İlk önce yağlar tükürükle karışarak onu ince, beyaz bir sıvıya dönüştürür. Yağlardaki lipitler tükürükten toksinleri çıkarmaya başlar. Yağ ağzın, dişlerin, diş etlerinin ve dilin etrafında dolaşırken, yağ toksinleri emmeye devam eder ve genellikle kalın, yapışkan ve beyaz bir renk alır. Yağ bu kıvama ulaştığında toksinler yeniden emilmeden tükürülür.
Çok sayıda bilimsel çalışma, yağ çekme terapisinin etkinliğini göstermektedir. Bir çalışma, susam yağıyla yağ çekmenin genel ağız sağlığını iyileştirdiğini gösterdi.
Susam yağının kullanılması, hem diş plağı hem de ağız tükürüğündeki S. mutans (mikrop) miktarının azaltılmasına yardımcı olur. Bilim insanları, yağdaki lipitlerin hem bakterileri dışarı çıkardığına hem de bakterilerin ağız boşluğunun duvarlarına yapışmasını engellediğini söylüyor.

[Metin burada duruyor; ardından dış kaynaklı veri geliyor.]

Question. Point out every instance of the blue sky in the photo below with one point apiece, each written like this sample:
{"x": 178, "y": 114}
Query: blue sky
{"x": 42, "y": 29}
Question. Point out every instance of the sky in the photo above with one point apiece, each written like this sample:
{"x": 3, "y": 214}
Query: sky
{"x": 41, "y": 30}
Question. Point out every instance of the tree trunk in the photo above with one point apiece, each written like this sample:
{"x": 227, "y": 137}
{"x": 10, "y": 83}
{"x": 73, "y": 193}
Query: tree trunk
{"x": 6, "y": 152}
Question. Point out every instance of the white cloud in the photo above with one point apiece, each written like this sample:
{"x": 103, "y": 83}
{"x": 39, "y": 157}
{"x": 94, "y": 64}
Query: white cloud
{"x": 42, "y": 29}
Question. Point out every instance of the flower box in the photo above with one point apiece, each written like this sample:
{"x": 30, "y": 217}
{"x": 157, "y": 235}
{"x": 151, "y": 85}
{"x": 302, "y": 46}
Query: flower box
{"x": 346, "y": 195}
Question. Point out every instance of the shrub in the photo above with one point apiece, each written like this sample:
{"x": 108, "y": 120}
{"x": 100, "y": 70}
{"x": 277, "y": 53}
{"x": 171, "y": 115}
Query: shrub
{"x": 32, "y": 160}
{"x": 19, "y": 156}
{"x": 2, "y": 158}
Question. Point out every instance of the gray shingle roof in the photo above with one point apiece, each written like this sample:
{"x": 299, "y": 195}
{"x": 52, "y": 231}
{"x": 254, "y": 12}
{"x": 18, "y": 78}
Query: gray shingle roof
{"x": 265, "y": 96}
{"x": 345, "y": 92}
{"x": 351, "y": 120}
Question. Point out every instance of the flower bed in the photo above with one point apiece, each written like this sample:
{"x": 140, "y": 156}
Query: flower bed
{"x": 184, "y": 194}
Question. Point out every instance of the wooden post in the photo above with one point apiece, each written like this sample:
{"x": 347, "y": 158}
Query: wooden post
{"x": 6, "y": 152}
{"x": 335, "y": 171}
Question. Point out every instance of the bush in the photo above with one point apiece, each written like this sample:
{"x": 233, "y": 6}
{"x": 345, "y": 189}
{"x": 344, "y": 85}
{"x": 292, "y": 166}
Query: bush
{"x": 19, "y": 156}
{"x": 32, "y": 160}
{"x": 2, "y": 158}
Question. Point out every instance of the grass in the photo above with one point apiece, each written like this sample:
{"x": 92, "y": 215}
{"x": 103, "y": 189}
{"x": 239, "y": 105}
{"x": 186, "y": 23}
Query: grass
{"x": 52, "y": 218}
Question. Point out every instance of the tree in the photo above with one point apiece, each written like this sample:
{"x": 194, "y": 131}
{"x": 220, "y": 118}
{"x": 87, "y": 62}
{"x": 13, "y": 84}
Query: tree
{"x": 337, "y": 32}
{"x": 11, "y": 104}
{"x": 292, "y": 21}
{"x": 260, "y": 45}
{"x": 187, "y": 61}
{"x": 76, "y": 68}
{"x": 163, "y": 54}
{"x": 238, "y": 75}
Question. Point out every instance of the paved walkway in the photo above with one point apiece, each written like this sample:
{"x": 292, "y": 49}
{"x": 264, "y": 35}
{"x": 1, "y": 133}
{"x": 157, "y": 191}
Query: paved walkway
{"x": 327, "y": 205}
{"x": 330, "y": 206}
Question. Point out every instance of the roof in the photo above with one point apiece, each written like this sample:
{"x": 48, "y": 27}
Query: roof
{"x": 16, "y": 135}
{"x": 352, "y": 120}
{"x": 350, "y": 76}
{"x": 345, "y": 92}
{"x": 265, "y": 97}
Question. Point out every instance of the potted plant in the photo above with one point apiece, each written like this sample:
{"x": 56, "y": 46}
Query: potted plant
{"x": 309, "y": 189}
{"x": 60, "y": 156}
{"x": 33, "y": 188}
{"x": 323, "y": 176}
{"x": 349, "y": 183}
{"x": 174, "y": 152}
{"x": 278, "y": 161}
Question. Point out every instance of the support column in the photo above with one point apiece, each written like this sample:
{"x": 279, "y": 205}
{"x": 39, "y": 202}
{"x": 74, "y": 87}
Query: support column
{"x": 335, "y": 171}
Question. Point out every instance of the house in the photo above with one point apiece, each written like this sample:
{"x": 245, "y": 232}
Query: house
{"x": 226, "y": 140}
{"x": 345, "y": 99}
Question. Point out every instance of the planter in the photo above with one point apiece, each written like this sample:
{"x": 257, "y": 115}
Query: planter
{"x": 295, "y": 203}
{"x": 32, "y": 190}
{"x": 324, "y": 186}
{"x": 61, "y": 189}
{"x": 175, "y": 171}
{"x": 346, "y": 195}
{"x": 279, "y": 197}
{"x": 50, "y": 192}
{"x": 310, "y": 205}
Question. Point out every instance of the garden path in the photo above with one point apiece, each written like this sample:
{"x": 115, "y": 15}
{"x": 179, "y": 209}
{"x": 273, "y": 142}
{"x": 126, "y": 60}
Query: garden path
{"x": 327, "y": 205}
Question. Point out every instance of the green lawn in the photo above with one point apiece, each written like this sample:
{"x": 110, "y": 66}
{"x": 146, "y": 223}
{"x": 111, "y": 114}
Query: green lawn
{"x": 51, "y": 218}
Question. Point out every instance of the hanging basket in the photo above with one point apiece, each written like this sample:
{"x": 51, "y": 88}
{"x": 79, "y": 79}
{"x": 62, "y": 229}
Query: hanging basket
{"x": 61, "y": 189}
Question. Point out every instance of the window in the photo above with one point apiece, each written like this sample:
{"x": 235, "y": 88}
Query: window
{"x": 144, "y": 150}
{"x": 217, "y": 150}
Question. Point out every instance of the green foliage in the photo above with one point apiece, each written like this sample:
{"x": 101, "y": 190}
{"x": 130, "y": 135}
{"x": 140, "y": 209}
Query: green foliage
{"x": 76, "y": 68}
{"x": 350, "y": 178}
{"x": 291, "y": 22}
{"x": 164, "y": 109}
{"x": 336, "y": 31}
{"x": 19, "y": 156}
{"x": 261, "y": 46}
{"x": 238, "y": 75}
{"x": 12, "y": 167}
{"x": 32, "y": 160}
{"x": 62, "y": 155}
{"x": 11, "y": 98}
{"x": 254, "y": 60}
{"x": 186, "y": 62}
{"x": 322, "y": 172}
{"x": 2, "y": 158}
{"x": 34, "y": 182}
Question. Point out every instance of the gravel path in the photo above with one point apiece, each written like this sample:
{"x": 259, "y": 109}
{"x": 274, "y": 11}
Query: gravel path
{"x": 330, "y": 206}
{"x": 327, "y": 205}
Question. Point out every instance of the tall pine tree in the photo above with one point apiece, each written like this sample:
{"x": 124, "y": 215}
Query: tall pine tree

Yağ çekme, zararlı bakterileri temizler ve mantarların aşırı çoğalmasını azaltır. Bu yağlar hücrelerin yeniden yapılanmasına da yardımcı olur ve lenf düğümlerinin ve diğer iç organların düzgün işleyişini sağlar.
Dişlerin, diş etlerinin ve çenelerin genel olarak güçlendirir ve çürük, diş eti iltihabı gibi diş eti ve ağız hastalıklarını önler.
Yağ çekme, ağız kokusunu önler. Diş eti kanaması için potansiyel bütünsel çözümdür. Dudak, ağız ve boğaz kuruluğunun önler.
Yağ çekmenin genel sağlık açısından diğer olası faydaları şunlardır: Migren baş ağrısının giderilmesi, hormon dengesizliklerinin düzeltilmesi, artrit iltihabının ve egzamanın azaltılmasına yardımcı olur.
Bronşit semptomlarını azaltabilir. Normal böbrek fonksiyonunu desteklemeye yardımcı olur. Sinüs tıkanıklığını azaltmaya yardımcı olabilir. Uykusuzluğun azaltılmasına yardımcı olur. Alerji semptomlarını azaltır, vücudu zararlı metallerden ve organizmalardan arındırmaya yardımcı olur.